Dee speaks of what every teacher has been thinking: the job isn’t always easy. (He admits that “a lot of teachers go home every night complaining about preparing lessons. I went home every night to learn the lesson.”)

But although they may be one spontaneous ball game away from a nervous breakdown, teachers continue to make a difference in the lives of boys and girls everywhere … even if the road to success gets a little bumpy along the way.

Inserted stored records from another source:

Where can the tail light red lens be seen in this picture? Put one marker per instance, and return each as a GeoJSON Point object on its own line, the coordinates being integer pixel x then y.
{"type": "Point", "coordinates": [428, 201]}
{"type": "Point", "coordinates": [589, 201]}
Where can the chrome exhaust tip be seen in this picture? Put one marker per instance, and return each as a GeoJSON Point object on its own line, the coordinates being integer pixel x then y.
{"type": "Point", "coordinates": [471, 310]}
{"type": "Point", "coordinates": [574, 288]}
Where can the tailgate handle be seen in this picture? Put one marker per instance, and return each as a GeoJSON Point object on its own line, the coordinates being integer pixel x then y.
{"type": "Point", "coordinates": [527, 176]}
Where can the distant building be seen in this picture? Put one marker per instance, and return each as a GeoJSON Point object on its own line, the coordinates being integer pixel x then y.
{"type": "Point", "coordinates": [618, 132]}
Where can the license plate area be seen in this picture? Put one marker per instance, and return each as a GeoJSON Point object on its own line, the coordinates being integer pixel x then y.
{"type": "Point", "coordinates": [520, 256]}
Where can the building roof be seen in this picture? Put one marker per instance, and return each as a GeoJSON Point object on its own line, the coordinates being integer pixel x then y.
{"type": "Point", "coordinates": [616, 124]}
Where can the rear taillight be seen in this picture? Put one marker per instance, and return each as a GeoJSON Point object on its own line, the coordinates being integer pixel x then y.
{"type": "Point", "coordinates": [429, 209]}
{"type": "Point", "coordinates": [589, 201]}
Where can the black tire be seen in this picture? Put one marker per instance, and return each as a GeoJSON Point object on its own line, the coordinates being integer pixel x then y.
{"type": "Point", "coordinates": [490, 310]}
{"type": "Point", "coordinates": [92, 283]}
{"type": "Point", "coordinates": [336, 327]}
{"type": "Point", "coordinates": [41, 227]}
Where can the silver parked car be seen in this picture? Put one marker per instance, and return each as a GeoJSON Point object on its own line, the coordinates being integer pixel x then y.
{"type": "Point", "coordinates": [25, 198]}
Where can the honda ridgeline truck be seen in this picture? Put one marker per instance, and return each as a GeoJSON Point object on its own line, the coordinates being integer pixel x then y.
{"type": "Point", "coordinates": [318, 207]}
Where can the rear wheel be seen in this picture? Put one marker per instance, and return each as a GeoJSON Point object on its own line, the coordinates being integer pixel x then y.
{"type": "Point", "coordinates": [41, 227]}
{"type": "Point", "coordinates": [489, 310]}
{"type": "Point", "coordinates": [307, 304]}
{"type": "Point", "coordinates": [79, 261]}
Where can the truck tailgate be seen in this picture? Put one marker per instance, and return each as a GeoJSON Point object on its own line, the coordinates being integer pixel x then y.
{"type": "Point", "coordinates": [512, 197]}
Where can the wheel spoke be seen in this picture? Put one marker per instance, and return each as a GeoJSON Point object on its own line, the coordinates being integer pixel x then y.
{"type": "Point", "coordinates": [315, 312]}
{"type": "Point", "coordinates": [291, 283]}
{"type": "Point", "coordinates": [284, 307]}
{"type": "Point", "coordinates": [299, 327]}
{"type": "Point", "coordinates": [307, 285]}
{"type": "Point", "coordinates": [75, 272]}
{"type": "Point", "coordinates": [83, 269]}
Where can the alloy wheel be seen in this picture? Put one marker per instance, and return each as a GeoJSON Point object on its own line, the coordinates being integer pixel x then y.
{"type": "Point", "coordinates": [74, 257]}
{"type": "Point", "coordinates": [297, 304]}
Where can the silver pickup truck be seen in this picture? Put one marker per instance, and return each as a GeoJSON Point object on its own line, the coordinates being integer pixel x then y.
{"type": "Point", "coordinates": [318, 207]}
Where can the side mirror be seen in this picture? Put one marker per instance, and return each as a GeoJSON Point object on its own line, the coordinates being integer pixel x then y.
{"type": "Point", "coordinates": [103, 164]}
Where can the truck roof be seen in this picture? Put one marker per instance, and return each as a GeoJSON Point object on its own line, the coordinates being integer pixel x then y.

For Dee, his secret of survival in front of the chalkboard is his modus operandi on the stand-up stage: “I learned how to put on a performance,” he says.

And the two acts are not dissimilar: performing for applause from a late-night Yuk Yuk’s audience takes prowess similar to holding the attention of teenagers who would rather be anywhere but at their desks.

“There’s not a teacher out there who hasn’t bent the rules a little in order to win that much-sought-after prize: respect in the classroom,” Dee admits in his signature candid way.

With a comedy career stretching from the stage to the screen, Dee has not only earned that respect — he’s getting straight A’s across the board.